Pricing Power

Recently the 'Drug Pricing bubble' has become a controversial issue ( 4-1 ). In general, a price increase of the new drugs is not avoided because pharmaceutical company must have invested huge money for their R&D cost. Doctors, insurers and politicians are searching for the different ways to pressure drugmakers on pricing. For instance, some cancer doctors are in the process of creating a way to measure the value of the drugs, the first step in a drive to give patients affordable options. In particular, patients are becoming increasingly knowledgable and involved in decisions regarding their own health care, and seeking more information regarding the humanistic outcomes of therapy. Equally important is some scholars who plan to rate the cost effectiveness of expensive new drugs, and will urge physicians to use the rating to discuss the costs with their patients. The aim will be to provide the framework for a scoring system that will give doctors and patients options to discuss in determining how to proceed with care. The right of medical decision will transfer the patient options like as a marketable information, the option can provide patient to make decision of the individual medical choice, that will be under pressure to reduce cost in the medical fields systematically.

Now, the concern for decision makers, healthcare professionals and the public should focus on the costs and benefits of drug therapy (1-6), and might be thinking a rising ceiling for medicines newly on the market to prevent drug's price increase. Of course, cost-effectiveness data is not the only factor in drug choice, nevertheless, spending on drugs is an obvious target for saving because it is easily identifiable. It is very important to look at the cost issue from the multi-perspective of patients, insurers, the drug industry and politicians of multi-social security systems with more cost constraints (4-2).

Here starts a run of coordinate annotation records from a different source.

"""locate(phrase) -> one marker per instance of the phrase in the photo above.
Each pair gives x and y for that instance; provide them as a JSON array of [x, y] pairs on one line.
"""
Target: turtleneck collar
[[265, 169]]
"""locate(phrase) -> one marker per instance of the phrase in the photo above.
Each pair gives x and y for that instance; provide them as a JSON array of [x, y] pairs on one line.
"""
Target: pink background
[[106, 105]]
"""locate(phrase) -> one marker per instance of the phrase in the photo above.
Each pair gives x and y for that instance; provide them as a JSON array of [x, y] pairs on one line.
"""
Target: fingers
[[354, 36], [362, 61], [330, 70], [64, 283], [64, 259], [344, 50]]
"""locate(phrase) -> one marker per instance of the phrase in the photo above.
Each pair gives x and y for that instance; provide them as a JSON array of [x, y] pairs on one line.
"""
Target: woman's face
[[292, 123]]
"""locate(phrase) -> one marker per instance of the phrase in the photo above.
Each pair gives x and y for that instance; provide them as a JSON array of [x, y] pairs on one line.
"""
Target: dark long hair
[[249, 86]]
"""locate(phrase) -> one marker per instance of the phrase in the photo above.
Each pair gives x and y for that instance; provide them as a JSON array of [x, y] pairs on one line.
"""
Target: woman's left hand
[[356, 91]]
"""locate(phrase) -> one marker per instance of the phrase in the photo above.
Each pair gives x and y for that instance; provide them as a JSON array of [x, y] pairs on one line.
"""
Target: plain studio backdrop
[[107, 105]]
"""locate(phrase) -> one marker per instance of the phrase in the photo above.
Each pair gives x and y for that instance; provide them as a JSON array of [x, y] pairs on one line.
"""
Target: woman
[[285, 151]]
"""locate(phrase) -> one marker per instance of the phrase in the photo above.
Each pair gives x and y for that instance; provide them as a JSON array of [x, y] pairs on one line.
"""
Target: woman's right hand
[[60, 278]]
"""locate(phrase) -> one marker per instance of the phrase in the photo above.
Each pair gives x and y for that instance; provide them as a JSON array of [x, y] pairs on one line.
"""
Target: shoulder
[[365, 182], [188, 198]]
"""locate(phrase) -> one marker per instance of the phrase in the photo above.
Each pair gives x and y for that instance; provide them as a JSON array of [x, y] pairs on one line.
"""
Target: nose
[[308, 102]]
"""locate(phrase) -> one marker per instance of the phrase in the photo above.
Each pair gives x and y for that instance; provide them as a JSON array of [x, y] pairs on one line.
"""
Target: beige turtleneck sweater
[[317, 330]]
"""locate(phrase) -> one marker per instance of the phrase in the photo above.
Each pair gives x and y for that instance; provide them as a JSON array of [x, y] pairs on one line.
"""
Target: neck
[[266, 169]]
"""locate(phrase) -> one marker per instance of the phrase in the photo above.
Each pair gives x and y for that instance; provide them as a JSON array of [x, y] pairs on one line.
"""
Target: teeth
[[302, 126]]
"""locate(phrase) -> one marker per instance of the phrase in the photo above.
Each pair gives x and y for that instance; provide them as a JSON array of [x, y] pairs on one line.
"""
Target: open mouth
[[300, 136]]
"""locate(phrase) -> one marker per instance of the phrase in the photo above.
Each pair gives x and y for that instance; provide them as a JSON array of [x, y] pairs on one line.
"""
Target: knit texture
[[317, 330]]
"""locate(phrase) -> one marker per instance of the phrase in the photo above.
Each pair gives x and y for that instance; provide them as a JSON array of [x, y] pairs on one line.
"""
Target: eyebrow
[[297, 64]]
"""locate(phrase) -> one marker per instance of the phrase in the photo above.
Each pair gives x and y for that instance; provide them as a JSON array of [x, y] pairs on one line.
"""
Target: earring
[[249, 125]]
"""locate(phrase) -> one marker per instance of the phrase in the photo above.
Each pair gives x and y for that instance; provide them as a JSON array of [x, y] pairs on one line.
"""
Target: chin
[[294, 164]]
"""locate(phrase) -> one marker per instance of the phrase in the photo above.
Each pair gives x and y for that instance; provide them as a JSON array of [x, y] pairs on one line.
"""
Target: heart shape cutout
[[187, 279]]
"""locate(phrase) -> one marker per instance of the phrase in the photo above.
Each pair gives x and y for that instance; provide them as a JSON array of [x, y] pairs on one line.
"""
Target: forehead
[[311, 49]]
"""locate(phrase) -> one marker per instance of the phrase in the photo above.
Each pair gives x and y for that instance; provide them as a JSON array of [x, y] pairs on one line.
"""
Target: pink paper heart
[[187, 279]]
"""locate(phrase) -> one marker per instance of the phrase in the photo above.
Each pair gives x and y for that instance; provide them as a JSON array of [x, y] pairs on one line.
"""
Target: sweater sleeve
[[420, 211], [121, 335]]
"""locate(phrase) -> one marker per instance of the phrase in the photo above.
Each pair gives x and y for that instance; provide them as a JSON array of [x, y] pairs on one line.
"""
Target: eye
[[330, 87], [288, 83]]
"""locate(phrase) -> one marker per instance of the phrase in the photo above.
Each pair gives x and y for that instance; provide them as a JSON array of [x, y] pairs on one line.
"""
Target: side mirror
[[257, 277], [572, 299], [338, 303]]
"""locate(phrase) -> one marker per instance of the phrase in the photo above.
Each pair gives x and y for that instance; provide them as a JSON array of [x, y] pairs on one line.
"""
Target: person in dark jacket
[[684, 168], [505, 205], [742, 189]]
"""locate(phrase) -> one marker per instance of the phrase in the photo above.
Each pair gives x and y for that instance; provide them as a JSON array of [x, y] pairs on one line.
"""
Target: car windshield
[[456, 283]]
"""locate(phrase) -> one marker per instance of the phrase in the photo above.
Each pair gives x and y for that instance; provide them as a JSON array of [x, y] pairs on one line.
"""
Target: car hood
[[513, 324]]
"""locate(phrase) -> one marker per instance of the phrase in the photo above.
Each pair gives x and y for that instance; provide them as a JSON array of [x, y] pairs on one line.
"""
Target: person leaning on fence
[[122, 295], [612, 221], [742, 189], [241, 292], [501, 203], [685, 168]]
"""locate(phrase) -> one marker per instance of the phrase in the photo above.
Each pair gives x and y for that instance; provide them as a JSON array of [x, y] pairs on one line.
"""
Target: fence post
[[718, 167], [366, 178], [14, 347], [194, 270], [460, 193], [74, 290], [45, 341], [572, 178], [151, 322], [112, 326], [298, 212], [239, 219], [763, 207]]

As mentioned above, it is necessary to scientifically value the costs and consequences of drug therapy. Therefore, Pharmacoeconomics has lately attracted considerable attention because it may be a branch of health economics that focuses on the costs and benefits of drug therapy ( 4-3). In essence, the theory could analyze uses important tools for examining the outcomes or impact of drug therapy and related healthcare interventions. The assessment is useful for the tools to examine the impact of alternative drug therapies and other medical interventions. On the other hand, there are some insufficiency to estimate medical valuation because the process of pharmacoeconomic has only been limited in pharmaceutical costs and products in a drug therapy. From my perspective, there need some scopes of an improvement for healthcare estimation because the price of drugs might be the foundational mysterious. In particular, I slightly doubt whether the price of drugs reflects the value of treatment in the point of efficacy and safety. Thus, there are some huge informational gaps in the medical field. Therefore, I will take notice for the pricing power of drugs because I think that the gaps are related to arbitrages to create new idea for drug business. Reviewing the process of drug price in various cases, drug price might have been not decided by its efficacy, safety and QOL, without market mechanisms surprisingly. The process of the pricing method should be reformed for the new medical market without a complicated, mysterious and unclear process. In the end, my opinion for the medical strategic transformation will sum up the Pricing Power by the digital bio-networks systems in the point of a numerical value. If the open medical systems could reveal the valuation of the drug therapy, the more pricing power will negotiate for the appropriate medical treatment. It might be one of very exciting idea that the free drug might have the possibility for new strategy of a pharmaceutical company (4-4 ). The investigation of the possibility for Free drugs will open a new great deal for patients, medical institutes and pharmaceutical companies for the medical markets because the preparation of the pharmaceutical company for the future should be to create new incomes from medical service fee through the new digital bio-networks systems.

Reference

4-1) Cancer Doctors Join Insurers in U.S. Drug-Cost Revolt (Bloomberg., May 7, 2014)., Cancer Doctors Plan to Compare Value of Expensive Drugs., (Bloomberg., Apr 16, 2014.)., Rarefied drug pricing., (Nature Biotechnology., 2014, 32, 398).

4-2) ファーマ2020:ビジョン岐路に立つ医薬品業界 (PRICEWATERHOUSECOOPERS).

4-3) PHARMACOECONOMICS: A REVIEW (Asian Journal of Pharmaceutical and Clinical Research., 2009, Vol.2 Issue 3)., Use of pharmacoeconomics in prescribing research. Part 2: cost-minimization analysis – when are two therapies equal? (Journal of Clinical Pharmacy and Therapeutics., 2003, 28, 145–150)., Use of pharmacoeconomics in prescribing research. Part 3: cost-effectiveness analysis – a technique for decision-making at the margin. (Journal of Clinical Pharmacy and Therapeutics., 2003, 28, 243–249)., 医療経済評価研究の政策への応用に関する予備的研究. (平成22年度 厚生労働科学研究費補助金政策科学総合研究事業による分担研究報告書)

4-4) Free samples of prescription drugs are costly to patients, study says - lattices. (latimes.com/science/sciencenow/la-sci-sn-free-drug-samples-generics-dermatology- 20140416,0,1035454.story)., Characterizing the relationship between free drug samples and prescription patterns for acne vulgaris and rosacea. JAMA Dermatol., 2014, 150(5),487-93.